The world is shifting Eastwards. Source: Connectography.
  • In the developed world, the information economy has made our system increasingly winner-takes-all, further eroding the position of the developed middle class and knowledge worker. This impacts traditionally higher income populations as well, through “elite overproduction”- a term coined by Peter Turchin. ‘Every year U.S. law schools churn out about 25,000 “surplus” lawyers, many of whom are in debt….. The number of newly minted MBAs has expanded even faster than law degrees.’ Disgruntled elites are a root cause of historical instability.
  • As Pettis has observed, the small number of disproportionate winners haven’t been returning profits to workers. Even when unemployment was low, wages were still depressed. The NYT wrote a well-researched piece about America titled “Why do we pay people so little?” You’d think the solution is, well… “pay people more”…..
  • …..The rub is that rising wages will make American workers even less globally competitive, raising the temptation to further offshore production and discouraging foreign investment. Pettis’ suggestion is capital controls: if the free movement of capital is the cause of many of these imbalances (which Tyler Cowen suggests it is), then restrict its movement. This is obviously not at all easy to do.
  • Put extremely simply, globalization means that money is more mobile than people, especially poor ones. This was beautifully articulated by Jonathan Malesic in his essay on the drinking culture of rural America. “Our economic system depletes communities, and you can gain wealth and status within it if you’re willing to pull up your own roots again and again, even living suspended in the air, while others, more firmly planted, wither together.” Global inequality keeps being exacerbated by the shift from rural to urban, with younger, richer, smarter and more ambitious people moving to the cities. And then marrying people like themselves, doubling their incomes, and spending disproportionately more on education. Maybe our current circumstances reverse that a little, but I’m not confident.
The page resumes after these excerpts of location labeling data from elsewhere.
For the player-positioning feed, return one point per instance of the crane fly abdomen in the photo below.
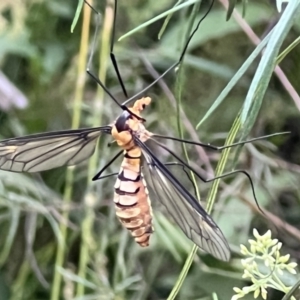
(133, 207)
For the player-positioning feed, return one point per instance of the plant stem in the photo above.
(61, 247)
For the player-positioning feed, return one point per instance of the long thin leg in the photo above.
(98, 175)
(93, 76)
(215, 178)
(172, 67)
(112, 55)
(176, 63)
(218, 148)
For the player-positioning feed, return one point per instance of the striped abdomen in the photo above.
(132, 202)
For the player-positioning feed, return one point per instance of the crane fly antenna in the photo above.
(176, 63)
(218, 148)
(212, 179)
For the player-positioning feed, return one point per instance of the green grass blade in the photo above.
(166, 13)
(235, 79)
(267, 64)
(77, 14)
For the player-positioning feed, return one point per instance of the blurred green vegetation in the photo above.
(39, 55)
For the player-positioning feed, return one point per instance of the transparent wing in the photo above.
(44, 151)
(184, 208)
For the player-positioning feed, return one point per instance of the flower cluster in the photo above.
(264, 266)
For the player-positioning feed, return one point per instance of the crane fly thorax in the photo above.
(128, 125)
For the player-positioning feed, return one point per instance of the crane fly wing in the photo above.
(184, 208)
(44, 151)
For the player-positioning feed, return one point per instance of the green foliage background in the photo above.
(40, 56)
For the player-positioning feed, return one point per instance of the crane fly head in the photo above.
(127, 124)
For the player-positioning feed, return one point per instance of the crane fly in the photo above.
(44, 151)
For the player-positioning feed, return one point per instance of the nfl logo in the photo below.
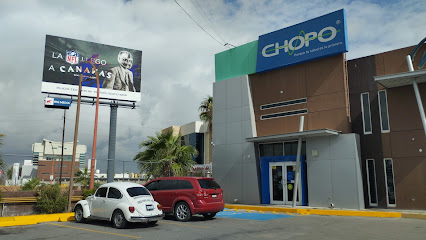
(72, 57)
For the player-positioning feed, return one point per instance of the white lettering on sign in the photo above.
(297, 42)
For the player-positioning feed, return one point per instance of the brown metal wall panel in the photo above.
(332, 119)
(326, 102)
(403, 110)
(408, 144)
(320, 81)
(410, 182)
(386, 145)
(325, 76)
(279, 125)
(282, 109)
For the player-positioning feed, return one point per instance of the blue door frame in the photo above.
(264, 168)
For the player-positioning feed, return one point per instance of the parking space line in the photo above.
(183, 224)
(117, 234)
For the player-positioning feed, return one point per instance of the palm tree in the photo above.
(164, 156)
(83, 177)
(206, 115)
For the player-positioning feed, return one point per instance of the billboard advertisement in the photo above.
(57, 103)
(317, 38)
(65, 59)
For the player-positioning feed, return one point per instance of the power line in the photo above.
(202, 13)
(223, 44)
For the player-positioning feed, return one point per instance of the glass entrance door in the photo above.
(281, 183)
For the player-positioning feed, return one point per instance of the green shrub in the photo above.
(88, 192)
(51, 199)
(30, 185)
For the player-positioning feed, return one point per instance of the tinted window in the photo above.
(114, 193)
(167, 185)
(208, 184)
(101, 192)
(137, 191)
(152, 186)
(183, 184)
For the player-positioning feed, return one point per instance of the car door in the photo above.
(114, 197)
(98, 202)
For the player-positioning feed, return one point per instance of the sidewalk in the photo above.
(389, 213)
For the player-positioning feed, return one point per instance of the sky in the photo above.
(177, 58)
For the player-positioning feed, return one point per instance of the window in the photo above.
(183, 184)
(371, 179)
(271, 149)
(208, 184)
(390, 184)
(284, 114)
(366, 114)
(290, 148)
(152, 186)
(101, 192)
(114, 193)
(383, 108)
(282, 104)
(137, 191)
  • I see the “casino economy” mentality demonstrated in the public rise of hyper-fortunate entrepreneurs, venture capitalists and social media influencers. These roles are now both ubiquitous sources of career advice and the focus of many young people’s ambitions. But these are mostly lottery-like propositions; they won’t sustain a middle class. Moreover, digital skillsets are easily transferable to lower-cost countries. They will also largely become obsolete at an ever-accelerating pace over our lifetimes. “Learn to code” may not be great long-run advice. Localized skillsets seem to be the solution, but ‘local knowledge worker’ isn’t something that seems especially lucrative. It points me to roles like specialized in-person sales, ‘trades’ and community lawyers. Demographics mean demand for nurses is secularly rising, but these are mostly low-paid roles.
Source: XKCD
  • The pervasive sense of precarity and uncertainty has been further exacerbated by the ubiquity of conflicting information and social media polarization. Meanwhile the central authority of religions have been replaced by myriad competing ideologies, both political and cultural. That’s obviously a much larger topic and I wrote about it here.

Postscript: Blimey! Where’s the optimism? If I have a Utopian solution it’s based on a radical proposition; I remain convinced by Sebastian Junger’s book Tribe that reorganizing our immediate environments around “Dunbar’s number” groups of ~150 people is critical for mental health and happiness. Closer local connections in self-sustaining ‘village economies’ provide an alternative to infinite global competition. That’s a thought for another article on another day.